Whatever happened to the notion of working together for the greater good?
Since Covid began, there has been an onslaught of propaganda pushing the ideas of “Freedom” and “Personal Choice” over any effort to work together for the collective good. From bots on Twitter to politicians, the message has been “Being asked/made to help others makes you weak. Fight it! Freedom = choice!”
Never mind that even if personal responsibility was a good solution to public health (spoiler alert, it’s not!) and even if we had the tools we needed to make those kinds of decisions (we don’t) human beings are notoriously bad at risk assessment.
But, thanks to these sustained campaigns to “Fight the Man” (or whatever), instead of a mass effort of masking and vaccination we’ve ended up with a patchwork response that’s resulted in a widespread disease that leaves between 10 and 50% of the people who catch it with a new health condition.
Kind of makes you wonder who benefits from this, doesn’t it?
I mean, it definitely helps certain unfriendly nations to not only sow division among countrymen (countrypeople?), but in a way that leaves their workforce crippled, straining resources, *and* makes it harder to tell real information from false.
But maybe that’s a little too down-the-rabbit-hole, conspiracy theory-esque.
That’s fine. The “personal responsibility” narrative helps our own government, too. After all, mitigations like mandates cost money. And so does taking care of those who end up disabled by the virus. But if everyone is responsible for their own health and safety, then it’s not the government’s fault if you catch Covid and end up disabled – its yours, and you deserve what you get. (Just wait until health insurance companies latch onto this reasoning to deny Long Covid claims.)
As someone who suffered from debilitating chronic illness even before Covid came along, I am all too aware of how prevalent the belief is that people get what they deserve when it comes to health. Don’t ask how many times it’s been suggested if only I ate better, or exercised more, or took up yoga, or prayed, that I wouldn’t be suffering now.
And, I suppose, in some ways that’s hard to refute. I mean, how do I prove that it’s just as likely I’d have avoided illness if I’d worn hats made out of spaghetti, or taken up nudism, without travelling back in time?
But it’s a comfortable lie to cling to. I mean, if everyone gets what they deserve, then you don’t have to feel bad for people who get sick, or want to support them (see current ODSP rates), and you can bask in the smugness of knowing that it’ll never happen to you.
Until it does.
Even then you’ll probably find some way to blame yourself: for letting your kid play soccer or attend in-person school, for having to take transit or work with unmasked people, for removing your mask that one time to drink – never mind that if N95 masks and air quality were mandated, you probably would have avoided infection…because public health is a group project!!!

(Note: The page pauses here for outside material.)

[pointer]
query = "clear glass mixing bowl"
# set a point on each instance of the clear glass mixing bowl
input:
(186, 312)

Don’t get me wrong, I understand the concern about freedom and not wanting the government to tell you what to do, even if it’s for both your own good and the greater good.

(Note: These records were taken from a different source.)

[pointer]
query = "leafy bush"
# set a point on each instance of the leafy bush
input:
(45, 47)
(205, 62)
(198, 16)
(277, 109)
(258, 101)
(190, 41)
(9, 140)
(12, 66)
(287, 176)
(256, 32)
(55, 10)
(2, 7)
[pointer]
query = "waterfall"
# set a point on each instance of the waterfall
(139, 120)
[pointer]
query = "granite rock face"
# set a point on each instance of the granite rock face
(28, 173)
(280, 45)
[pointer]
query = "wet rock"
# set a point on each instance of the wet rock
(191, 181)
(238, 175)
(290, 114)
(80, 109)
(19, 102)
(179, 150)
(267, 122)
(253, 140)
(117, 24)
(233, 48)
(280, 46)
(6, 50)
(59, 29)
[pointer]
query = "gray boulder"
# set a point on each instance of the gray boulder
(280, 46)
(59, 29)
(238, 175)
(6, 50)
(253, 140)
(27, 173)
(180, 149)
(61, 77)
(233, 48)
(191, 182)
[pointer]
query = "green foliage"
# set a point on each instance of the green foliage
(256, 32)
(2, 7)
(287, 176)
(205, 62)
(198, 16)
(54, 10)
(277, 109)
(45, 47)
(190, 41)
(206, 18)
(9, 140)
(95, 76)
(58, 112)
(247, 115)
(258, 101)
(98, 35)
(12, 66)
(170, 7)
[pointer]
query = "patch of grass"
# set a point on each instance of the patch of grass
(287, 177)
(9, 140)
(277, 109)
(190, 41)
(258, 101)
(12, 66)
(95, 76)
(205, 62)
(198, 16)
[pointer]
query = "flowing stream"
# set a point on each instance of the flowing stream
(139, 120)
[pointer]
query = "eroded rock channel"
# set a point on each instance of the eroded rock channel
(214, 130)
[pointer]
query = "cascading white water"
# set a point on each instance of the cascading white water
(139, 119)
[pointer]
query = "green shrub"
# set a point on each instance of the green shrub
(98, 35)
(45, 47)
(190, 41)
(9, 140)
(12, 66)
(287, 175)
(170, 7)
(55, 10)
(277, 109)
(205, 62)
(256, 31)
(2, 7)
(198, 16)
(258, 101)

We do it all the time. Kids can’t buy booze or cigarettes. You can’t drive drunk. Or smoke indoors in public places. In Quebec, you have to buy & use snow tires. You have to pass a test and follow rules to drive. You can’t kill people. Or even punch them. You can’t shout “Fire!” in a crowded theatre.
These are all protections put in place for the greater good, and following them doesn’t make you a sheep – the real sheep are the ones following the guys screaming about how “Baaaaad” the rules are.
The world is only going to get harsher and scarier in the next few years as the climate changes, more diseases evolve, natural disasters abound, and food and water become scarcer and more expensive, and we’ll all get through it a lot better if we start working together and acting like a team, instead of just looking out for number one.